Am 10.03.2016 ging also ein Ticket an die Supportabteilung. Alles natürlich mit falschem Namen, Telefon und einer extra hierfür angelegten Mailadresse. Mein fiktives Problem war wie folgt: Beim Basteln an der Triton, damit ein GPU Waterblock und ein zweiter Radiator mit ins Spiel kommen kann habe ich offenbar an den Anschlüssen der Schläuche etwas falsch gemacht. Jedenfalls war im Anschluss ein Sprung im Acrylglas und meine nagelneue Triton ist nun unbrauchbar. Zudem verweigere mir der Händler jegliche Hilfe. Mit diesen kargen Informationen ging das Ticket gegen Mitternacht raus und wurde direkt am Folgetag um 9:30 beantwortet. Der erste Inhalt war etwas kurz, aber es war keine Negativmeldung:



> Hallo xxx,
> Vielen Dank für deine Info und Email. Hast du denn einen Kaufnachweis für die Triton?



Da dies zu einfach wäre war meine Antwort etwas kryptisch und besagte sinngemäß: irgendwo vermutlich schon.
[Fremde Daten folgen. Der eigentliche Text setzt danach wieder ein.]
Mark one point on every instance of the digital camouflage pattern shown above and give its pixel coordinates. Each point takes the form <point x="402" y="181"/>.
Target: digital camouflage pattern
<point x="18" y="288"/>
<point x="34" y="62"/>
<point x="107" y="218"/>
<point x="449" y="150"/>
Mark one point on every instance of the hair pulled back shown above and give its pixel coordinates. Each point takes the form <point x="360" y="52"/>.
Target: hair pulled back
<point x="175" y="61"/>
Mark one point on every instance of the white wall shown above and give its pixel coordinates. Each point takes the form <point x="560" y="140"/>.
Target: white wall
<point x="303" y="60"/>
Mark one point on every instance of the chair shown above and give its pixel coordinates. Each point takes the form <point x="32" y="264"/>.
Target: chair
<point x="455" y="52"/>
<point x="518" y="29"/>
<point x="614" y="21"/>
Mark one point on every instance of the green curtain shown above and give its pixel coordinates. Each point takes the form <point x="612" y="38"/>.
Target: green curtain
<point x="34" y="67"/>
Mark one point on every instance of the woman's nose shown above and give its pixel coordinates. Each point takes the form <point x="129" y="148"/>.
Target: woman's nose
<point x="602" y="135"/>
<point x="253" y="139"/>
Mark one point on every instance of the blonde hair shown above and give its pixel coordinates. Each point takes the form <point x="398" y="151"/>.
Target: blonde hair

Nach einem Wochenende voller Spannung erhielt ich dann nach dem Beginn der neuen Woche eine Antwort, die mich dann doch überrascht hat. Ohne Bilder des Defektes, ohne Kaufnachweis (und ohne Nachweis, dass ich überhaupt eine Triton besitze) wurde mir angeboten eine neue Pumpeneinheit zu bekommen. Für 30€. Dies mag nun zwar nicht wie der Support des Jahres klingen, aber bedenkt man, dass dieses Teil einzeln im Normalfall nicht zum Kauf verfügbar ist und, nach meiner Aussage, ich das Ding schlichtweg selbst zerstört hatte, war nicht nur die Reaktionszeit, sondern auch das Angebot generell sehr gut. Beendet wurde diese Supportantwort im Übrigen mit den Worten "ist das ok?", was mich im Nachhinein vermuten lässt, dass eventuell noch Spielraum gewesen wäre, man sich aber in jedem Fall erkundigen wollte, ob der Kunde zu frieden ist. Alles in Allem ist zu vermuten, dass im Falle eines Hardwaredefektes ebenfalls eine für den Kunden optimale Lösung gesucht werden wird.

Wer nun dies nicht beachtlich findet sei gerne eingeladen bei u.a. MSI anzufragen, ob die Möglichkeit besteht die Abdeckung einer Grafikkarte separat als Ersatz zu kaufen. Es ist, wie ich leidlich erfahren musste, schlichtweg unmöglich.​


----------



## Estacado7706 (24. März 2016)

Langzeittauglichkeit


Ein einfacher Testbericht kann natürlich keine Auskunft darüber geben, wie sich ein Produkt in 2 Monaten oder gar Jahren verhalten wird, ob die Leistung mit der Zeit leiden kann, oder ob eine häufige Benutzung, bzw Beanspruchung, sich auf die Lebenserwartung auswirken kann. Dies gilt jedoch für alle AIOs und kann daher nur an Hand von Daten zum Rücklauf und Anwenderermeldungen (und auch dann nur grob) ermittelt werden.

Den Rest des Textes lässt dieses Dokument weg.